The Star newspaper editors have protested to management over ongoing investigations into sex abuse allegations raised by some female employees at Radio Africa Group.
The editors accuse the management and human resources office of mishandling a very sensitive matter, leaving senior male editors with a negative tag and their reputations on the line.
The protest, delivered to HR and management by Star Editor-in-Chief Charles Kerich, came a day after Business Today broke the story of some young ladies working for Radio Africa had complained to management of some editors who were demanding sex from them.
It is also understood that the editors have particularly taken exception with a recent meeting of female employees convened by HR and addressed by among others, Caroline Mutoko, the RAG chief operations officer.
At the closed-door meeting, where a number of ladies voiced their complains against their male bosses, Caroline is said to have maligned her male colleagues and even told the ladies that “all men are predators”.
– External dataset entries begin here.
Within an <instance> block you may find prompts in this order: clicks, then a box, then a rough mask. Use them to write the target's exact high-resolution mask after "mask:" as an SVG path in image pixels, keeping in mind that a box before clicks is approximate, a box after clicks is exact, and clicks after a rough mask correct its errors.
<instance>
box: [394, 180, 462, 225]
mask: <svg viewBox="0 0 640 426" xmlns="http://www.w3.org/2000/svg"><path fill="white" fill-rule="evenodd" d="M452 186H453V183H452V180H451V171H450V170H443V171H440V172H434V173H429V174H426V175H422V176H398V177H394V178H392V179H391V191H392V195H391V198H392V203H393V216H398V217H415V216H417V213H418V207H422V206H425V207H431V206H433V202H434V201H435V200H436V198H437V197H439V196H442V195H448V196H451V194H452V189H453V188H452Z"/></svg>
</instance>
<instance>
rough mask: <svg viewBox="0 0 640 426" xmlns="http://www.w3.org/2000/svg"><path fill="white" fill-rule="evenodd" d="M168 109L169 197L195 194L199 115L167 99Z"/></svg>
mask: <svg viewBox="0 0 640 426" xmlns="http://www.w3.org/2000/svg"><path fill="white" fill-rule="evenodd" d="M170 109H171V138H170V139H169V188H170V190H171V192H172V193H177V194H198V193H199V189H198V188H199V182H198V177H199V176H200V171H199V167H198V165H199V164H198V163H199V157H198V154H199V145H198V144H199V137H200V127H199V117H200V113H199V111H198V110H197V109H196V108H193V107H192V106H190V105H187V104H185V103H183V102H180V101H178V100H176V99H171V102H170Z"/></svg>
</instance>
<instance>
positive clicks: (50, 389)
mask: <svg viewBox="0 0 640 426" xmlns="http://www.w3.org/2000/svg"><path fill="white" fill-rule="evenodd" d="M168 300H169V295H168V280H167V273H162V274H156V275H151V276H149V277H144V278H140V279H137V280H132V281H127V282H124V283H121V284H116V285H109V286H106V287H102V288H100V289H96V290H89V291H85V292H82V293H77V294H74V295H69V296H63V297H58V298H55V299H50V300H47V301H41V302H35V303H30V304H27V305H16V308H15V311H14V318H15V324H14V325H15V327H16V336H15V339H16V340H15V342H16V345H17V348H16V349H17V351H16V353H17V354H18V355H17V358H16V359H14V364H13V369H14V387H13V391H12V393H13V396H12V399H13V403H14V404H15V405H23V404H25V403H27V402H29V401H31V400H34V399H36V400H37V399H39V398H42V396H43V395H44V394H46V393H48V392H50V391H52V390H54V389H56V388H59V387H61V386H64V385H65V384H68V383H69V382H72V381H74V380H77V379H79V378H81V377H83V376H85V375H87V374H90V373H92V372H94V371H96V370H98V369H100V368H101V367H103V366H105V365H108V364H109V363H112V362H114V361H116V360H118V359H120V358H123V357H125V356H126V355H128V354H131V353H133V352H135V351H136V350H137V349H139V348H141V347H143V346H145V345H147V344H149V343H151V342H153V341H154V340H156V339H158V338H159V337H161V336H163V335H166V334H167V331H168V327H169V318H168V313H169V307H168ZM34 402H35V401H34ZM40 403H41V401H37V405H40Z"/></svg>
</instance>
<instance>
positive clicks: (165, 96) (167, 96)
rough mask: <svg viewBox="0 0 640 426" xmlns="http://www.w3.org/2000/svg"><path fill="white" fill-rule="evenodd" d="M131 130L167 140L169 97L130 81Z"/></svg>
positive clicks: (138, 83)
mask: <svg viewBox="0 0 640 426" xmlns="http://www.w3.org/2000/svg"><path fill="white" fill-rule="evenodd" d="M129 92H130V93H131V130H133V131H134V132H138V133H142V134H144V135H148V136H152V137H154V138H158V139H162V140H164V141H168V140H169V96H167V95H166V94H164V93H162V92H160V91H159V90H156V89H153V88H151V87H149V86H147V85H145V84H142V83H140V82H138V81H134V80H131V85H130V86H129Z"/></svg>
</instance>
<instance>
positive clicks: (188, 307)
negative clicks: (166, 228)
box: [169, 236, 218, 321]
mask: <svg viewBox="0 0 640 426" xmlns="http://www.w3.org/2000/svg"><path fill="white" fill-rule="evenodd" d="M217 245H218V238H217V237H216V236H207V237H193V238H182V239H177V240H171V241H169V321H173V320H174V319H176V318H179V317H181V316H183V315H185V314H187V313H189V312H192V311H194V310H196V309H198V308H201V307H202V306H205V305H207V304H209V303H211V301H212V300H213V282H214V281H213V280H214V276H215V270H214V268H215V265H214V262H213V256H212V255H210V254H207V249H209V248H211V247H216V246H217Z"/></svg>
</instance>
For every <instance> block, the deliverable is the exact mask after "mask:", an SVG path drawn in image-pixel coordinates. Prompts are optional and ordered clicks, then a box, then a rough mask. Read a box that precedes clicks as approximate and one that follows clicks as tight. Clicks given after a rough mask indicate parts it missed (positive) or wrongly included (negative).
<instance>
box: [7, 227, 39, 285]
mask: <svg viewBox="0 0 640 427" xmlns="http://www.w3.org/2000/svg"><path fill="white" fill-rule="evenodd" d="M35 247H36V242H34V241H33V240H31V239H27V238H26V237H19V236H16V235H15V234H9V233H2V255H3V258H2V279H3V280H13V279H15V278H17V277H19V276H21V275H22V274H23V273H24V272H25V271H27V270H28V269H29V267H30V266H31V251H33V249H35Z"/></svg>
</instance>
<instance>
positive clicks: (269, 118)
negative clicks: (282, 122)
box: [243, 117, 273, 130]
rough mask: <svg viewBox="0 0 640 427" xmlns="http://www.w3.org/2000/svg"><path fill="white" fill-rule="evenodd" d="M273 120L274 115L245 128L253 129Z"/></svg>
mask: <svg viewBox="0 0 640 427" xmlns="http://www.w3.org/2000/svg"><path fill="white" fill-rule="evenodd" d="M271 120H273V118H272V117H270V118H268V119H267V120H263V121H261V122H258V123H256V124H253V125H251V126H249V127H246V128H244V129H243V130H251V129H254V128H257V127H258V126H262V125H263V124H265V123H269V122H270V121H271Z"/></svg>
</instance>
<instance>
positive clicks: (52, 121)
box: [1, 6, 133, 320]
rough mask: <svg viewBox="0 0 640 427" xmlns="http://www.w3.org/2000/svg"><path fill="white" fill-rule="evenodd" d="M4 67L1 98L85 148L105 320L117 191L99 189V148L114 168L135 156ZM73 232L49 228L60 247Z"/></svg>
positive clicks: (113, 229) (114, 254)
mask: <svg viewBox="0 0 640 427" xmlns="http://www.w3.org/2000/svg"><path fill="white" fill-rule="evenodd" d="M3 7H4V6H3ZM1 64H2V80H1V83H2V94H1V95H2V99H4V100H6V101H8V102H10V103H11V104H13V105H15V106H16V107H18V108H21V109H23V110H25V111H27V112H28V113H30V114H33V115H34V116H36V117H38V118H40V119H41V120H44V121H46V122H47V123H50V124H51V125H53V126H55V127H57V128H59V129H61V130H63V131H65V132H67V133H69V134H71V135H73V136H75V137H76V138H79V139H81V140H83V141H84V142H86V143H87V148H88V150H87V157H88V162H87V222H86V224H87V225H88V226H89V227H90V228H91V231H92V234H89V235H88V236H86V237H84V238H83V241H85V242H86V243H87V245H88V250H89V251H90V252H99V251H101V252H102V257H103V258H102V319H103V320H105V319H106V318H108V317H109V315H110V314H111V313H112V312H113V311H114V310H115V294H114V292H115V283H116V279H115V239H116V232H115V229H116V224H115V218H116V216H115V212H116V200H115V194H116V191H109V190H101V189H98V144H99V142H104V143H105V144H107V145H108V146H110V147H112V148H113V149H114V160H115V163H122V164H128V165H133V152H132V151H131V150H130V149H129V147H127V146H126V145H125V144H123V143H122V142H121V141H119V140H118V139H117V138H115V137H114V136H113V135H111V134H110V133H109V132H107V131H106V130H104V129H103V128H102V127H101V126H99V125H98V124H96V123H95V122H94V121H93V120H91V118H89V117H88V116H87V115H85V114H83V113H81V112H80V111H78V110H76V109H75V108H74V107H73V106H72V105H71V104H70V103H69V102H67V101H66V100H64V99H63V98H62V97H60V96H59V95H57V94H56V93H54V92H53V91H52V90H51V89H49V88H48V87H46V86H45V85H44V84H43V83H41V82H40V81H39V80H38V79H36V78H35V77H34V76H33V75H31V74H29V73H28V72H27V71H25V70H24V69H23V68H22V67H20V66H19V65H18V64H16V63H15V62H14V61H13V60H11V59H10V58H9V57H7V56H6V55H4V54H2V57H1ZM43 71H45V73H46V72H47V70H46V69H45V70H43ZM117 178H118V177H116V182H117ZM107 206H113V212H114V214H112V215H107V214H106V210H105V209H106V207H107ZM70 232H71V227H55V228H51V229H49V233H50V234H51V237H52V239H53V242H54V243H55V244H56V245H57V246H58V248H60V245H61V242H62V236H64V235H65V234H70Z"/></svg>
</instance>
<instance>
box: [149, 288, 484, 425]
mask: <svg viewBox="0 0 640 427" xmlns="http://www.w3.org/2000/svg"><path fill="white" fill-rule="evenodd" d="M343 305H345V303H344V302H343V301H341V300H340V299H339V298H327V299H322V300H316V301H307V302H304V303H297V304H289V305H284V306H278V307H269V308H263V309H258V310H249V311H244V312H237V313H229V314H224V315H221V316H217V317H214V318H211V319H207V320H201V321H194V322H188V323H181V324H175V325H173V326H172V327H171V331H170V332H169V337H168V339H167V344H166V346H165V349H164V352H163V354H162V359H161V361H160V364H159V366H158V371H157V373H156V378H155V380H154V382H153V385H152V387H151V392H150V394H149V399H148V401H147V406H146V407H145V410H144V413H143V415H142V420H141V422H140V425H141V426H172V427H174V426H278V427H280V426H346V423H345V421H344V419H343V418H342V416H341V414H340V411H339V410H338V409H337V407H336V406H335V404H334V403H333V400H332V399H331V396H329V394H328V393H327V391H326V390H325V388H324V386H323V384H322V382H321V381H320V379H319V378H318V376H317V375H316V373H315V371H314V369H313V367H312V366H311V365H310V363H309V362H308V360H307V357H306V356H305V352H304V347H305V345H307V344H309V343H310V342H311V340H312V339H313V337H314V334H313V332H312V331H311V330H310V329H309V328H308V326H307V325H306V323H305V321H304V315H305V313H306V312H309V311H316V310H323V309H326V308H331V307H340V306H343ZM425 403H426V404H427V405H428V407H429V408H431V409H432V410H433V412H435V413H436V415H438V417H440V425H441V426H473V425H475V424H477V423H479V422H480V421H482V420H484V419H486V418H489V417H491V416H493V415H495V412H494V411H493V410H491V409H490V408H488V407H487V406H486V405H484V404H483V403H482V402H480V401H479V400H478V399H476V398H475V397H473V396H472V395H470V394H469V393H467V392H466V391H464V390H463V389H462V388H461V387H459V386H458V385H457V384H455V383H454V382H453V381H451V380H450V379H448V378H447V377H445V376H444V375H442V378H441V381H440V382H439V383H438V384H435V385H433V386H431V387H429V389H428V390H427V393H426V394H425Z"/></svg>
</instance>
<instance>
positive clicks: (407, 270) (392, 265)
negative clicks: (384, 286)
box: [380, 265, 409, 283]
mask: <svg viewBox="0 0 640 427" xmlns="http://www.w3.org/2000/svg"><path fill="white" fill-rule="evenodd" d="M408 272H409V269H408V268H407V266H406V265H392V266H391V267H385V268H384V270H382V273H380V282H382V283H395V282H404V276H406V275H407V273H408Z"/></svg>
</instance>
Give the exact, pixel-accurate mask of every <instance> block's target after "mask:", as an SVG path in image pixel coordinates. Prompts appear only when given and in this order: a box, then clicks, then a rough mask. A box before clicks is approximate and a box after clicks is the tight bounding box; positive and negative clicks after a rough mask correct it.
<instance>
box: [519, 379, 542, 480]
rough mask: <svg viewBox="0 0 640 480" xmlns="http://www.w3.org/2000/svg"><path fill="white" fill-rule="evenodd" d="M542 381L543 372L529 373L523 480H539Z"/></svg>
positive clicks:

The male editors feel the HR failed miserably in handling “ a few” complaints and instead invisted a “kamkunji” of women to complain publicly. An insider at the Star newsroom says the complaints should have been handled on a case by case basis behind closed door to save the reputation of other editors not named by the ladies.
The matter has caused tension at Lion Place, where male editors are no longer walking tall, as they are being treated suspiciously by their female colleagues.
The whole issue was sparked by one lady who raised a complaint with the human resources office. The HR director then convened a meeting of all female employees, where the issue was discussed and more complainants rose.
This adds to the human resource crisis at Radio Africa, after the exit of nearly all journalists on the business desk. Before that the digital Editor Joseph Kariuki had bolted out, forcing the company to pull off reporter Oliver Mathenge the political news beat to take over from him.